Il cristianesimo non è la risposta banale alla domanda perché vi è tanto dolore nel mondo e del perché della morte. La croce, la sofferenza di Gesù è la via più difficile da capire, ma ci aiuta a soffrire ed amare chi soffre per attirarlo a Gesù che ha sofferto.
Il sacrificio allora è una legge di vita: senza capacità di soffrire per gli altri, si è e si resta soli. È il vivere per gli altri che once la solitudine umana e la riempie di volti e di persone. Dice Gesù: chi trattiene la vita per sé, la perde; chi la spende in questo mondo, la conserva per la vita eterna.
Diceva il buon Papa Giovani XXIII: “Non so spiegarvi il perché del dolore; so solo dirvi che anche Gesù ha sofferto, anzi fu necessario che fosse innalzato in croce per attirare tutti a se stesso.
Sulla croce Gesù è ucciso come un malfattore; apparentemente è il momento della sconfitta, del più clamoroso insuccesso. Ma sulla croce si apre già l’ingresso del Cristo nella gloria.
“Venne una voce dal cielo: L’ho glorificato e di nuovo lo glorificherò… Io quando sarò elevato, attirerò tutti a me. È la terza volta che risuona la voce dall’alto.
L’abbiamo ascoltata la prima volta nella domenica del battesimo di Gesù. Era la voce celeste che affermava la divinità di Gesù presentato alle folle da Giovanni Battista lungo il Giordano.

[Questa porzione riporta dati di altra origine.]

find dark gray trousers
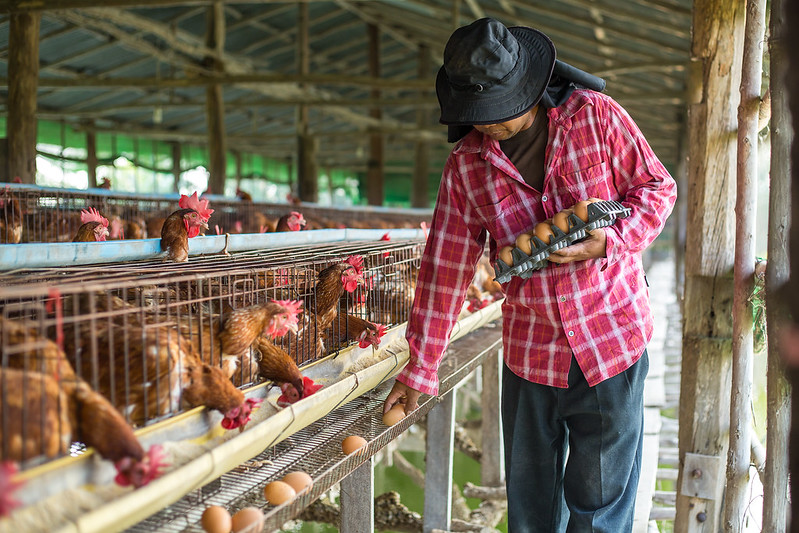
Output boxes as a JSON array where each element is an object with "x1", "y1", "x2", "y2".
[{"x1": 502, "y1": 351, "x2": 649, "y2": 533}]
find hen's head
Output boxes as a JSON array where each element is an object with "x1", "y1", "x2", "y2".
[
  {"x1": 178, "y1": 191, "x2": 214, "y2": 228},
  {"x1": 341, "y1": 255, "x2": 363, "y2": 292},
  {"x1": 286, "y1": 211, "x2": 306, "y2": 231},
  {"x1": 222, "y1": 398, "x2": 263, "y2": 429},
  {"x1": 0, "y1": 461, "x2": 23, "y2": 516},
  {"x1": 264, "y1": 300, "x2": 302, "y2": 337},
  {"x1": 358, "y1": 324, "x2": 386, "y2": 348},
  {"x1": 80, "y1": 207, "x2": 109, "y2": 242},
  {"x1": 183, "y1": 211, "x2": 208, "y2": 238},
  {"x1": 277, "y1": 376, "x2": 322, "y2": 407},
  {"x1": 114, "y1": 444, "x2": 169, "y2": 488}
]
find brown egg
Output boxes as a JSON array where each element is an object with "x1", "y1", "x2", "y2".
[
  {"x1": 233, "y1": 507, "x2": 264, "y2": 533},
  {"x1": 516, "y1": 233, "x2": 533, "y2": 255},
  {"x1": 533, "y1": 222, "x2": 552, "y2": 244},
  {"x1": 497, "y1": 246, "x2": 513, "y2": 266},
  {"x1": 200, "y1": 505, "x2": 233, "y2": 533},
  {"x1": 283, "y1": 470, "x2": 313, "y2": 494},
  {"x1": 572, "y1": 200, "x2": 591, "y2": 222},
  {"x1": 552, "y1": 209, "x2": 572, "y2": 233},
  {"x1": 383, "y1": 404, "x2": 405, "y2": 426},
  {"x1": 264, "y1": 481, "x2": 297, "y2": 505},
  {"x1": 341, "y1": 435, "x2": 366, "y2": 455}
]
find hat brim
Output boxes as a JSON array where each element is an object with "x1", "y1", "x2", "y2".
[{"x1": 436, "y1": 26, "x2": 556, "y2": 126}]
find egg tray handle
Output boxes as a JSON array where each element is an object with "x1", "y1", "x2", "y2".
[{"x1": 494, "y1": 200, "x2": 631, "y2": 283}]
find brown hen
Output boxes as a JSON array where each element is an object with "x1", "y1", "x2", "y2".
[
  {"x1": 161, "y1": 191, "x2": 214, "y2": 263},
  {"x1": 0, "y1": 319, "x2": 166, "y2": 487}
]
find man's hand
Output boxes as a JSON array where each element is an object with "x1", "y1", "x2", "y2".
[
  {"x1": 548, "y1": 228, "x2": 607, "y2": 263},
  {"x1": 383, "y1": 381, "x2": 422, "y2": 415}
]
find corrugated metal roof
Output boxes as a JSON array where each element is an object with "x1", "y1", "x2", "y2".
[{"x1": 0, "y1": 0, "x2": 692, "y2": 172}]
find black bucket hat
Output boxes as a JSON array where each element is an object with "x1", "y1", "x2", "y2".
[{"x1": 436, "y1": 18, "x2": 555, "y2": 126}]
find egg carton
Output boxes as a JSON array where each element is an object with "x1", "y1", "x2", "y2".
[{"x1": 494, "y1": 200, "x2": 630, "y2": 283}]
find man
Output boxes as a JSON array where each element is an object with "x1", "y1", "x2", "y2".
[{"x1": 384, "y1": 19, "x2": 676, "y2": 533}]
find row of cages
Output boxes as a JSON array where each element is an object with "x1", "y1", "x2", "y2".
[
  {"x1": 0, "y1": 183, "x2": 432, "y2": 244},
  {"x1": 0, "y1": 239, "x2": 424, "y2": 469}
]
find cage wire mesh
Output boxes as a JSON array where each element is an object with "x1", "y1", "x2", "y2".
[
  {"x1": 126, "y1": 384, "x2": 412, "y2": 533},
  {"x1": 0, "y1": 186, "x2": 432, "y2": 243},
  {"x1": 0, "y1": 240, "x2": 424, "y2": 469}
]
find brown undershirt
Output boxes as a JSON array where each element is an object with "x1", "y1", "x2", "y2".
[{"x1": 499, "y1": 107, "x2": 547, "y2": 191}]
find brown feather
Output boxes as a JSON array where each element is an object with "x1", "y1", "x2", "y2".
[{"x1": 161, "y1": 209, "x2": 193, "y2": 263}]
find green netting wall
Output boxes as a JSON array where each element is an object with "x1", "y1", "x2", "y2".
[{"x1": 0, "y1": 117, "x2": 440, "y2": 207}]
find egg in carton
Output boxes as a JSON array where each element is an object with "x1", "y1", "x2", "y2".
[{"x1": 494, "y1": 200, "x2": 631, "y2": 283}]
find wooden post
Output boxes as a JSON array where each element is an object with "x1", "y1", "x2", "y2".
[
  {"x1": 233, "y1": 150, "x2": 241, "y2": 189},
  {"x1": 422, "y1": 389, "x2": 456, "y2": 533},
  {"x1": 341, "y1": 456, "x2": 375, "y2": 533},
  {"x1": 86, "y1": 128, "x2": 97, "y2": 189},
  {"x1": 411, "y1": 44, "x2": 430, "y2": 207},
  {"x1": 480, "y1": 349, "x2": 505, "y2": 487},
  {"x1": 6, "y1": 12, "x2": 42, "y2": 183},
  {"x1": 784, "y1": 0, "x2": 799, "y2": 532},
  {"x1": 366, "y1": 24, "x2": 385, "y2": 205},
  {"x1": 297, "y1": 2, "x2": 319, "y2": 202},
  {"x1": 172, "y1": 142, "x2": 181, "y2": 192},
  {"x1": 763, "y1": 0, "x2": 793, "y2": 531},
  {"x1": 724, "y1": 0, "x2": 766, "y2": 533},
  {"x1": 205, "y1": 1, "x2": 227, "y2": 194},
  {"x1": 674, "y1": 0, "x2": 744, "y2": 532}
]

L’abbiamo ascoltata la seconda volta nella domenica della trasfigurazione. Era la voce celeste che confermava la missione di Gesù, proclamata da Mosè e da Elia che parlavano del suo esodo. Una voce che era anche un invito: Ascoltatelo!
L’ascoltiamo oggi questa voce che sigilla l’annuncio della gloriosa passione fatta da Gesù stesso.
E la folla, che era presente e aveva udito, diceva che era stato un tuono; ma altri dicevano: Un angelo gli ha parlato. Rispose Gesù: “questa voce non è venuta per me ma per voi”.
In ogni eucaristia domenicale vi è il memoriale della morte e risurrezione del Cristo ed anche noi come i greci, come Filippo e Andrea, come la folla tutta possiamo, attratti da Gesù innalzato, vederlo con gli occhi della fede e sentire la voce celeste.
Maria, la Vergine dell’ascolto, la donna ai piedi della croce ci aiuti in questa ansiosa ricerca del suo Figlio glorioso.